Ryanair announced last Thursday it will stop flying from three regional airports in France due to what it calls a ‘harmful tax’ hike on airplane tickets, urging the French government to reverse its policy.
The low-cost airline plans to withdraw from Bergerac, Brive, and Strasbourg, cutting routes to Ireland, Portugal, and Scotland, unless the tax is scrapped. It is the fourth airport dropped by the company since the spring, when it also cut service to Vatry.
This follows similar moves in Belgium and Denmark, where Ryanair reduced services in response to rising aviation taxes. France is now the latest target in a campaign that pits European governments against one another over what Ryanair sees as excessive levies.
The trigger was the 182% increase in the French Solidarity Tax, which is set to rise from €2.63 to €7.44 per passenger on domestic and intra-European flights in March 2025. While the French government claims that the tax supports sustainable transport and climate goals, Ryanair maintains that it penalises low-cost carriers and undermines regional connectivity.
“This astronomical tax makes France less competitive compared to other EU countries such as Ireland, Spain, and Poland, which do not impose any air taxes,” the airline said in a statement.
The French government’s increase of the solidarity tax on air tickets (#TSBA) goes in the wrong direction.
It will reduce connectivity, harm consumer welfare, and divert funds from #decarbonisation 📉
Unilateral measures like this are not the right solution. pic.twitter.com/Ap9FiGlAaS
— Airlines for Europe (A4E) (@A4Europe) February 10, 2025
Ryanair estimates that the tax will cost the company €108 million annually, resulting in the cancellation of 25 routes, the loss of 750,000 passengers and a 13% reduction in winter capacity in France. The company has warned that this decision will have a negative impact on tourism, jobs and economic growth, particularly in underserved regions.
“At a time when France should be focusing on recovery and growth, Ryanair has no choice but to reduce its capacity for winter 2025 by 13 percent due to the French government’s failure to act against this harmful air tax,” said Jason McGuinness, Ryanair’s chief commercial officer.

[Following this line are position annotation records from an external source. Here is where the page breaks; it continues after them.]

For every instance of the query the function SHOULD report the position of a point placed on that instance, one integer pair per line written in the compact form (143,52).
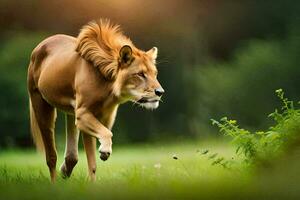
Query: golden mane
(100,42)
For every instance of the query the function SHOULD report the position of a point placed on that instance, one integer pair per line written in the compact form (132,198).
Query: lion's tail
(35,129)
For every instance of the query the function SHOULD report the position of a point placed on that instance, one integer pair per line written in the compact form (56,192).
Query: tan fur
(35,129)
(87,77)
(100,43)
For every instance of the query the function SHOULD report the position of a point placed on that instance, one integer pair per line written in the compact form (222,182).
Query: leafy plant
(263,146)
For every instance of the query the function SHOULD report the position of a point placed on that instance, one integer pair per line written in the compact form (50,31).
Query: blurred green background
(216,58)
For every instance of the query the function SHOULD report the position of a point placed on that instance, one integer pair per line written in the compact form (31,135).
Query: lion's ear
(152,53)
(126,55)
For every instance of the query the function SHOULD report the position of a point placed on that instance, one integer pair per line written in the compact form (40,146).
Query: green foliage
(263,146)
(14,58)
(241,87)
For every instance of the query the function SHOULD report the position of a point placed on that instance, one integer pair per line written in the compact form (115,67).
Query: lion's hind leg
(45,116)
(71,152)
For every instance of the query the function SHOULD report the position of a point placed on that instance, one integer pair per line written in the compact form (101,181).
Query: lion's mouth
(145,100)
(148,103)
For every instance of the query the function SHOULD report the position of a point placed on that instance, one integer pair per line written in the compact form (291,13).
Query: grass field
(144,172)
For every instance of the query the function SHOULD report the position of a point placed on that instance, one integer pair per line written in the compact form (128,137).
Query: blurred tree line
(215,58)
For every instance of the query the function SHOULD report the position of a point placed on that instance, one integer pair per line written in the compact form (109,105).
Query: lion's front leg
(88,123)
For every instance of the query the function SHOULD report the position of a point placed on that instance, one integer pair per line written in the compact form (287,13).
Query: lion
(87,78)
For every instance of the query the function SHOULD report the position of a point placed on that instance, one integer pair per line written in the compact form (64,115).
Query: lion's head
(131,70)
(137,77)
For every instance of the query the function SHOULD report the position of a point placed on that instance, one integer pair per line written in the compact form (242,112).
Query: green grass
(139,172)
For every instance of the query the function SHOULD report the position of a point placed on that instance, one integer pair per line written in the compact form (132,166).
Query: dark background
(216,58)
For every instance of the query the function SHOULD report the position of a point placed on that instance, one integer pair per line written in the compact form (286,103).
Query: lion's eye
(141,74)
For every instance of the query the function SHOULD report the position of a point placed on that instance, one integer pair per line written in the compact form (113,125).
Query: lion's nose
(159,91)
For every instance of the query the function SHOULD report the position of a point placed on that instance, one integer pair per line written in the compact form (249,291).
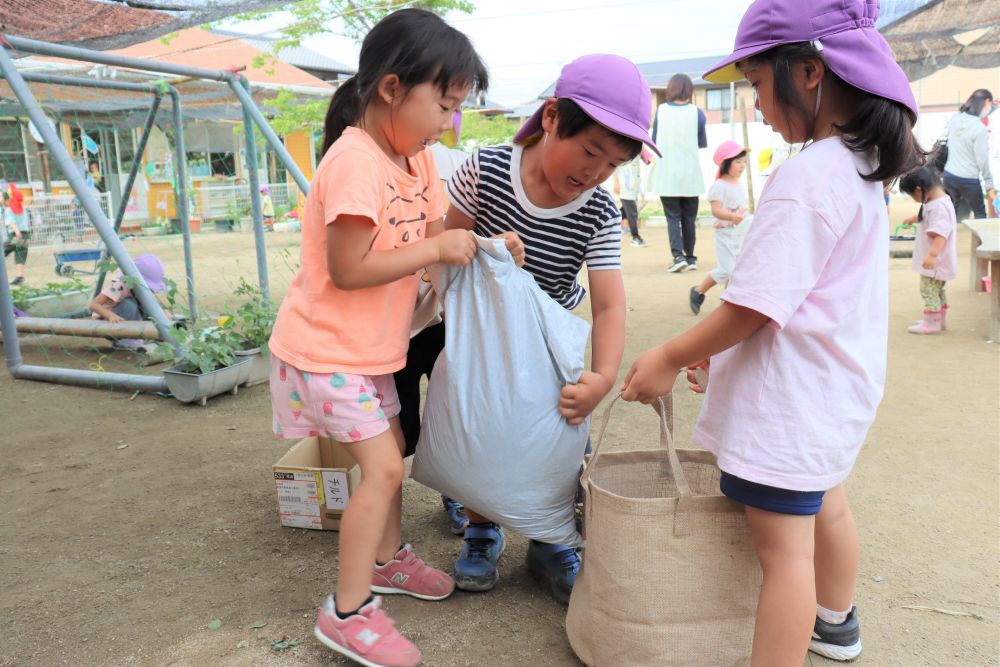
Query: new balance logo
(367,637)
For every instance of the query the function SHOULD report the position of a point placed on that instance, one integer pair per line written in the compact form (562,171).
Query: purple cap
(151,269)
(844,32)
(611,90)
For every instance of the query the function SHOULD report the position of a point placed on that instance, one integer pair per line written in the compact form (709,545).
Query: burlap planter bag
(669,574)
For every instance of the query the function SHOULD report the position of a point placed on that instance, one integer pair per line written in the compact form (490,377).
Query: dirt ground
(128,524)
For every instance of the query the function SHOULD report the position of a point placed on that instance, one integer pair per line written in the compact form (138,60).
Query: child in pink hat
(728,199)
(798,347)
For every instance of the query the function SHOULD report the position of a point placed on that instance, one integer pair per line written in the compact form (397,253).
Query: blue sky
(526,42)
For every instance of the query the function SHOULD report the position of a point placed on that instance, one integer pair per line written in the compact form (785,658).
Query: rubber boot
(931,324)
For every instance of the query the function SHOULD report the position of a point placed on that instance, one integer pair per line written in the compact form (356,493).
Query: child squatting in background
(373,221)
(728,199)
(797,350)
(935,255)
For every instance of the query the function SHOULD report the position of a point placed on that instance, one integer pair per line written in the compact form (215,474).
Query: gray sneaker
(837,642)
(679,265)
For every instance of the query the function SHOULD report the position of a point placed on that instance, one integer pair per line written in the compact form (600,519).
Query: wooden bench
(985,260)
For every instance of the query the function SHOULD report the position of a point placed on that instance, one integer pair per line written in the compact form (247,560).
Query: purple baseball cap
(611,90)
(843,31)
(151,269)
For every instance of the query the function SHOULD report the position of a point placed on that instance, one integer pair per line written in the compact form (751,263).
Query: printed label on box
(298,499)
(335,485)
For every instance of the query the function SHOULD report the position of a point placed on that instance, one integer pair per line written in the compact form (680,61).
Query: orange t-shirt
(323,329)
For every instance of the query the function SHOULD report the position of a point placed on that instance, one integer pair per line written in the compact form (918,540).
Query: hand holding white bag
(492,436)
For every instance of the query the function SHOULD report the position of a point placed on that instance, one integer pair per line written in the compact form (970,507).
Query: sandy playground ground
(128,525)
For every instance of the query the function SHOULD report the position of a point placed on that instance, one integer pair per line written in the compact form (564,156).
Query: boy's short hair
(573,120)
(728,162)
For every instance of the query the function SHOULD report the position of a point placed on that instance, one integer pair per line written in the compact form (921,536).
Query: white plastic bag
(492,436)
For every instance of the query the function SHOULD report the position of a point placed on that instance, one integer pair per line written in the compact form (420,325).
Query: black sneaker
(837,642)
(679,265)
(695,299)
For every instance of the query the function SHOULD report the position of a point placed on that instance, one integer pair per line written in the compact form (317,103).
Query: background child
(627,184)
(372,222)
(798,348)
(267,207)
(935,255)
(15,218)
(544,190)
(728,199)
(116,303)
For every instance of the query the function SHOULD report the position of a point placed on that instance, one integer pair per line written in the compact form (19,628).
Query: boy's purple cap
(611,90)
(843,31)
(151,269)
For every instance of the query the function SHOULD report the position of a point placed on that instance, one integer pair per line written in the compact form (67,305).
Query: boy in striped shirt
(544,192)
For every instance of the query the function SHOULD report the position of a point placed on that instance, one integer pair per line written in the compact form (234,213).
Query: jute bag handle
(681,524)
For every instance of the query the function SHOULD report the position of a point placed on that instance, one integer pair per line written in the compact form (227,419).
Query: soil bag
(492,436)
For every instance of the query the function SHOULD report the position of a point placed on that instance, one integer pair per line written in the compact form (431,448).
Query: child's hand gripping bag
(492,436)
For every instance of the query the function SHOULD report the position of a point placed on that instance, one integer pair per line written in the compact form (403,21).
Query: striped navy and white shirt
(557,241)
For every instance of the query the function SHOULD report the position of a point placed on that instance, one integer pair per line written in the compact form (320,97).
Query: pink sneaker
(409,575)
(368,637)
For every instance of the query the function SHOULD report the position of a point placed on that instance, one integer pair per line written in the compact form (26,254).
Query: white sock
(832,617)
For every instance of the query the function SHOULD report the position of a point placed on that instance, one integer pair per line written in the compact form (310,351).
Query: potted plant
(205,364)
(53,300)
(252,322)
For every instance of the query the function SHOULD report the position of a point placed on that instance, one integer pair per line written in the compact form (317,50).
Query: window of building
(13,163)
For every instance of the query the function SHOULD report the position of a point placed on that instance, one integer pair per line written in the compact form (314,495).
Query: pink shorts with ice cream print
(341,406)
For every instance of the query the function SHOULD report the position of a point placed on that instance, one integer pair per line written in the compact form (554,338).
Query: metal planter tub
(260,365)
(189,387)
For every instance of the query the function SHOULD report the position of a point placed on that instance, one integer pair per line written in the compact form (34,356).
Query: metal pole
(255,206)
(265,129)
(130,182)
(90,204)
(180,164)
(88,55)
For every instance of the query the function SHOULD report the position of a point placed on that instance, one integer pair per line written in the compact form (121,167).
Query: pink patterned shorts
(341,406)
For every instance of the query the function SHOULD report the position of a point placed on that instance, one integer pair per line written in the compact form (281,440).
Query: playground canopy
(114,24)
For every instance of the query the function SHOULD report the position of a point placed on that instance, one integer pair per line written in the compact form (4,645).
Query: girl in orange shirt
(372,222)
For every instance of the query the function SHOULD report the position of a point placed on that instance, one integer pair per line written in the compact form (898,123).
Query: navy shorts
(770,498)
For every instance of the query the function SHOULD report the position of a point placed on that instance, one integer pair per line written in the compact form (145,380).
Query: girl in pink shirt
(372,222)
(935,255)
(798,348)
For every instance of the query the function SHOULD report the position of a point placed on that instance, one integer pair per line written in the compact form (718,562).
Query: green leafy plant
(23,294)
(254,319)
(203,350)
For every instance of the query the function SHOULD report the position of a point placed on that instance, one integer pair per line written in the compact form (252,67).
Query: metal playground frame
(108,230)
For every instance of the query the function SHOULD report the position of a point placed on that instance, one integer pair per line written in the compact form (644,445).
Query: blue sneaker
(456,514)
(476,567)
(555,564)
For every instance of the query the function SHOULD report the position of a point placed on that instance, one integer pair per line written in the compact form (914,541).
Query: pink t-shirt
(939,218)
(790,406)
(323,329)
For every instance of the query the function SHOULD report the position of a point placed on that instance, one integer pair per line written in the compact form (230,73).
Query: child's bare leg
(838,552)
(363,526)
(392,536)
(786,608)
(705,285)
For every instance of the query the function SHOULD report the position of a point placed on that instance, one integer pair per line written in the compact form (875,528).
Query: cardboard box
(313,483)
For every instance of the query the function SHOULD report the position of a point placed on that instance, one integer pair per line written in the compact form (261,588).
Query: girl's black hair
(924,178)
(977,100)
(417,46)
(728,162)
(573,120)
(881,128)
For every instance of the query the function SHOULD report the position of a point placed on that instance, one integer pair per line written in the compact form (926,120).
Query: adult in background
(968,156)
(679,131)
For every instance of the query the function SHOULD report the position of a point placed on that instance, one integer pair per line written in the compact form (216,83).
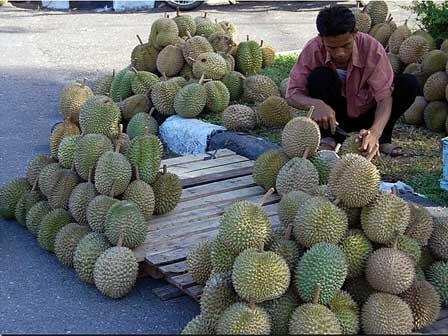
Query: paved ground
(41,51)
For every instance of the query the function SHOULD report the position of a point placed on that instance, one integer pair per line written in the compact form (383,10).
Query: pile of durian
(414,53)
(345,258)
(90,201)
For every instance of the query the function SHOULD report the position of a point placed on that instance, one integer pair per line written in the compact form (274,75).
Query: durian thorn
(310,111)
(316,294)
(139,39)
(265,197)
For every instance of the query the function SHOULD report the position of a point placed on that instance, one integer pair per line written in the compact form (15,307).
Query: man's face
(339,47)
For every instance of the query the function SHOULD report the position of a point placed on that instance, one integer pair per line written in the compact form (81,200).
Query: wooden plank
(168,292)
(196,157)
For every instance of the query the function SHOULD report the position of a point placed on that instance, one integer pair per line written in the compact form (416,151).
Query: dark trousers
(324,83)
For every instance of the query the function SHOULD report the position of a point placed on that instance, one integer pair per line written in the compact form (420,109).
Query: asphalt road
(40,52)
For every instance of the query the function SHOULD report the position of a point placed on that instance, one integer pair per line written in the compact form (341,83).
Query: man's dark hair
(335,20)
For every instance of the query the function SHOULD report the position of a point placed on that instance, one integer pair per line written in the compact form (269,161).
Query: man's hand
(325,117)
(369,140)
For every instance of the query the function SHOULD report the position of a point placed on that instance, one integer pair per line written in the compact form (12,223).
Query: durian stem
(139,39)
(316,294)
(265,197)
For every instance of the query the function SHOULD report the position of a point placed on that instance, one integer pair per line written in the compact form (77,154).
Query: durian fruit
(197,326)
(140,122)
(164,32)
(398,36)
(245,225)
(73,96)
(275,112)
(66,152)
(145,153)
(280,310)
(289,205)
(297,174)
(249,57)
(167,189)
(34,217)
(355,180)
(435,85)
(144,56)
(260,275)
(386,314)
(62,130)
(390,270)
(89,248)
(80,198)
(385,217)
(102,85)
(299,135)
(267,167)
(437,275)
(258,88)
(377,11)
(170,60)
(218,294)
(314,318)
(435,115)
(50,226)
(35,166)
(125,221)
(100,115)
(322,264)
(413,49)
(242,319)
(115,272)
(414,114)
(346,311)
(357,249)
(239,117)
(424,302)
(190,100)
(420,225)
(434,61)
(438,243)
(89,149)
(199,262)
(67,240)
(318,220)
(194,46)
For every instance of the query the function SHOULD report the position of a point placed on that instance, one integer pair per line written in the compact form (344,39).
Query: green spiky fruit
(260,276)
(35,215)
(100,115)
(297,174)
(325,264)
(267,166)
(199,262)
(424,302)
(437,275)
(240,319)
(312,223)
(386,314)
(124,219)
(244,225)
(89,248)
(385,217)
(115,272)
(357,249)
(54,221)
(396,268)
(67,240)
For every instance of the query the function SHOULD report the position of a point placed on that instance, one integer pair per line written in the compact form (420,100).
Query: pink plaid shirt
(369,73)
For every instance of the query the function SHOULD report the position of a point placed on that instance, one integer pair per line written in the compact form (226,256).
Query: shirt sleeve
(382,76)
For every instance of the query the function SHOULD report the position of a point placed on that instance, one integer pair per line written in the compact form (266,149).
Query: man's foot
(391,150)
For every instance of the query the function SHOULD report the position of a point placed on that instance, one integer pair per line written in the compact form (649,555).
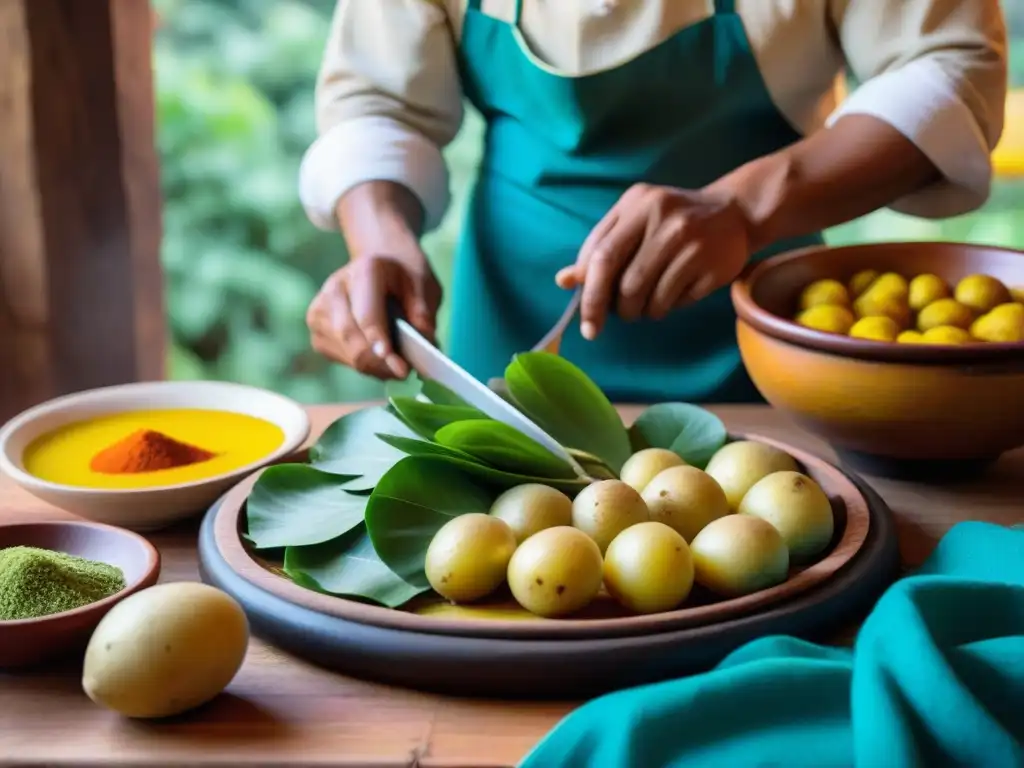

While France is now presented as a cautionary example, Ryanair’s actions elsewhere in Europe show a more complex picture. Spain, for instance, is now listed by the airline as a ‘tax-free’ EU country – yet its regional airports tell a different story. In February, Ryanair cut 12 routes and 800,000 seats from smaller Spanish airports, citing excessive charges from operator Aena – prompting accusations of ‘blackmail’. Meanwhile, it increased capacity at major hubs such as Madrid, Málaga, and Alicante, suggesting that cost, not just tax policy, drives its decisions.
This tactic is not new. Back in February, when Ryanair threatened to pull out of two Danish airports, the company said it would redirect growth to “competing EU countries like Sweden, Italy and Hungary, who are abolishing their aviation taxes to promote connectivity, traffic, jobs and economic growth”.
Two weeks later, the same countries were praised by a Ryanair spokesperson in criticism of Belgium’s planned tax hike. The spokesperson stated that, rather than “abolishing aviation taxes and cutting airport charges to maintain competitiveness and stimulate traffic growth”, the new Belgian government was “proposing to increase its aviation tax on ordinary passengers by up to 150%”.
In France, the Transport Ministry responded by freezing the current tax rate until the end of 2026, but Ryanair says this is not enough. “The French government has failed to cancel an excessive increase in air tax,” the company said.
Unless the levy is reversed, Ryanair warns that it will redirect investment to more favourable markets. The airline has promised to invest $2.5 billion in France, base 25 new aircraft there, and create 750 new jobs if the tax is scrapped.
As Europe attempts to balance climate targets with aviation growth, Ryanair’s stated policy is to reward countries with low or no aviation taxes by increasing routes and investment and to reduce operations in those that impose higher levies.